William Robert Pruitt was allegedly fired by former State of Oregon aviation director Dan Clem. He sued, and settled out of court for $650,000. The State of Oregon cut Mr. Pruitt a check, but quickly stopped payment before he could get his hands on the money.
Why, and what does this have to do with bankruptcy?
Pruitt and his wife filed for bankruptcy in Oregon on September 30, 2009, according to this story. His settlement with the state came a few weeks later. The State of Oregon found out about it only after being told by Rodolfo Camacho, the Chapter 7 trustee assigned to the case.
There was one big problem, though. Once he filed for bankruptcy, Mr. Pruitt lost his right to take any action in the case – including the ability to enter into a settlement agreement.
Once you file for bankruptcy, all of your property (which includes your right to recover money or property in a lawsuit or settlement) becomes the property of the bankruptcy trustee unless it’s exempt. The trustee can then decide to abandon the property, but that’s up the trustee – not you.

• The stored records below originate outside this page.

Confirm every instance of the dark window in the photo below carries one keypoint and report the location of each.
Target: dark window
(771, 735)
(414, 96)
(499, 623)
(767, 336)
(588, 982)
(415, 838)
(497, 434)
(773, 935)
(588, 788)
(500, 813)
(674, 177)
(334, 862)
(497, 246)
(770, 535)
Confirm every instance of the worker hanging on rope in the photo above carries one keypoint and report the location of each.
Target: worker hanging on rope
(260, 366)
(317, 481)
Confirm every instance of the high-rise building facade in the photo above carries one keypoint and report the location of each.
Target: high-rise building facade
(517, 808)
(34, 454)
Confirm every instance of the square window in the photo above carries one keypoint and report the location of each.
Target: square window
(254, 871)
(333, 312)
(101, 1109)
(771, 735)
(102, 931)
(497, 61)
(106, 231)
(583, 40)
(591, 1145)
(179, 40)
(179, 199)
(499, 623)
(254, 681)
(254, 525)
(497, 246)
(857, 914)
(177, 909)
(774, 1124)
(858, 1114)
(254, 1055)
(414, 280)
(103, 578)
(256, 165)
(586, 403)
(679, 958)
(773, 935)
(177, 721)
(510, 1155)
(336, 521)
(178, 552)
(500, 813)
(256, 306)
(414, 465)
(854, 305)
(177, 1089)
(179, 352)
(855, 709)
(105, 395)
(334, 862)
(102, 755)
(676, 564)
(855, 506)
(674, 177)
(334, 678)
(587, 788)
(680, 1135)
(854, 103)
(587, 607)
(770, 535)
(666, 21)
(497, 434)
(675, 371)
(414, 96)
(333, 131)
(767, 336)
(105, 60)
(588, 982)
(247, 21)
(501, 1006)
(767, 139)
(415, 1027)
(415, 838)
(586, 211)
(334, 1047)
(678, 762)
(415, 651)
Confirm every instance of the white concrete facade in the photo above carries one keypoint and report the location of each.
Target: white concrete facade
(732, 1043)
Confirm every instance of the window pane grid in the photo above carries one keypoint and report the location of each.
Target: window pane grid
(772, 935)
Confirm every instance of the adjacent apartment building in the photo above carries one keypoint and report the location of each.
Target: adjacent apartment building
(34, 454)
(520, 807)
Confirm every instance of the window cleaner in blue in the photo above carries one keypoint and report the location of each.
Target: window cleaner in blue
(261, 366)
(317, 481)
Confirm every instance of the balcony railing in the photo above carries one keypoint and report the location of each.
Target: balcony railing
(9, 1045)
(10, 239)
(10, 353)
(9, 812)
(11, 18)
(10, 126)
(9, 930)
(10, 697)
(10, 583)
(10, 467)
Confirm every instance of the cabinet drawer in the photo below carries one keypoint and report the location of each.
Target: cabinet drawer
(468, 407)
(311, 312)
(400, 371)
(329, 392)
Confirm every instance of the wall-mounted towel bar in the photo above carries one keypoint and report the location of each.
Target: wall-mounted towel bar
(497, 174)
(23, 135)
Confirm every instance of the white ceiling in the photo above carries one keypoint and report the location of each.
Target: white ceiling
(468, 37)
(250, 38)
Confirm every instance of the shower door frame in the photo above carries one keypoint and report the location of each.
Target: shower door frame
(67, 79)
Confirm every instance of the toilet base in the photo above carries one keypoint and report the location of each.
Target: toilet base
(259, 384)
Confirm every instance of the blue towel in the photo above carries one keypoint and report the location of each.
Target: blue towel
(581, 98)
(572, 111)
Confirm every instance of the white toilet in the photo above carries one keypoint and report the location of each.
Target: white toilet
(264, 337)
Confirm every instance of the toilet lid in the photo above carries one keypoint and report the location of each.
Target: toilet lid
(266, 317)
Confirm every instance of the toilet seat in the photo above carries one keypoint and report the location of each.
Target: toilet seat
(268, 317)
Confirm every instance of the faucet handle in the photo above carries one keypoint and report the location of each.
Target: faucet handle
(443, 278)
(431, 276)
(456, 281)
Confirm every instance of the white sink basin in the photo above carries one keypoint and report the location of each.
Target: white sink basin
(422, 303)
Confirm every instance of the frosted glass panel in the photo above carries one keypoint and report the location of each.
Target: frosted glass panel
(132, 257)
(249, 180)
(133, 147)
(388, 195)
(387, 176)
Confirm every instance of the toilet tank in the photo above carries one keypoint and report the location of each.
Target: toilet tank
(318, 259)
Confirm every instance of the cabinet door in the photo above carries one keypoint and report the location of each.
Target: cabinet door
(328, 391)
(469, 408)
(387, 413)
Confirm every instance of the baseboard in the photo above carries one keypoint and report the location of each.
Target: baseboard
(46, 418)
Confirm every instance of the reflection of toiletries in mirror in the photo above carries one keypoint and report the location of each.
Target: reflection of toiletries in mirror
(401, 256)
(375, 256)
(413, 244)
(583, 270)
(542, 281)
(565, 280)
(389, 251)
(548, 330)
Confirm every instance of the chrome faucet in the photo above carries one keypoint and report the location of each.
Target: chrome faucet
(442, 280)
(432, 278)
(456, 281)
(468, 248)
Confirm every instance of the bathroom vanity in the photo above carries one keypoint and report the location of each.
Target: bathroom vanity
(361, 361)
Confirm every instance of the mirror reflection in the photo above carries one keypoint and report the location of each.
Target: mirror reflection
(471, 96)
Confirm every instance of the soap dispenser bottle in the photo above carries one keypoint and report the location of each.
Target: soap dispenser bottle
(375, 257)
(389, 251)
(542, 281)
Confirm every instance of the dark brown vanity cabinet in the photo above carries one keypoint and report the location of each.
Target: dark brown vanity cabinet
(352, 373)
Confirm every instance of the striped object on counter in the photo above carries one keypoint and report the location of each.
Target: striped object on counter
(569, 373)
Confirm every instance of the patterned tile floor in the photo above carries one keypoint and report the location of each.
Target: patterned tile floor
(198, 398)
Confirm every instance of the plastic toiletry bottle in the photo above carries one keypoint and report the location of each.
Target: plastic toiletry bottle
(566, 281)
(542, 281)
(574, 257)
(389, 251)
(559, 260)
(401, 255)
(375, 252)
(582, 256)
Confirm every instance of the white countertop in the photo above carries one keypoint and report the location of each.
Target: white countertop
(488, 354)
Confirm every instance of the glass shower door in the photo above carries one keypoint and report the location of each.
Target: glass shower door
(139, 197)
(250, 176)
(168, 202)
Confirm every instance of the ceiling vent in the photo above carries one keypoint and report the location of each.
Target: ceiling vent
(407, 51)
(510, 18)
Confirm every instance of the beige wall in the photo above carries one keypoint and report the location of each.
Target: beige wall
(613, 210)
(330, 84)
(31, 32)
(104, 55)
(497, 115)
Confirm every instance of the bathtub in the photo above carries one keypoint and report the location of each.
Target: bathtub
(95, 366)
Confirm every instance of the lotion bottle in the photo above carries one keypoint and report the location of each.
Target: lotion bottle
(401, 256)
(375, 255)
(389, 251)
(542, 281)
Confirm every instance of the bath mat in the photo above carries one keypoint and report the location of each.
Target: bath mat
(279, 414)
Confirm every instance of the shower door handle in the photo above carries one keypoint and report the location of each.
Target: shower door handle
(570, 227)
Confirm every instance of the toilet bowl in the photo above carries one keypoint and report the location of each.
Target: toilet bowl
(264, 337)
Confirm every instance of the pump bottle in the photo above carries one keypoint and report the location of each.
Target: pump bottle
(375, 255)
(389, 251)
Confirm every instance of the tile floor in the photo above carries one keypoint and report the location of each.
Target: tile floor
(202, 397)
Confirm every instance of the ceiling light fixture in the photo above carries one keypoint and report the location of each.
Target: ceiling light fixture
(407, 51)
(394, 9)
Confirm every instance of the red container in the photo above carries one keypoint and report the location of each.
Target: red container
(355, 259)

Mr. Pruitt is, as of this writing, trying to convert his case to a Chapter 13 and use the settlement proceeds to pay his creditors back in full. But he can’t do that unless his case is split off from his wife’s, a move that the courts are fighting because she owed the majority of the debt in the first place.
Time will tell as to whether William Robert Pruitt will get his settlement and successfully sever his case from his wife’s. But either way, the upshot is this – once you file for bankruptcy, you cannot settle any pending legal claim without trustee approval.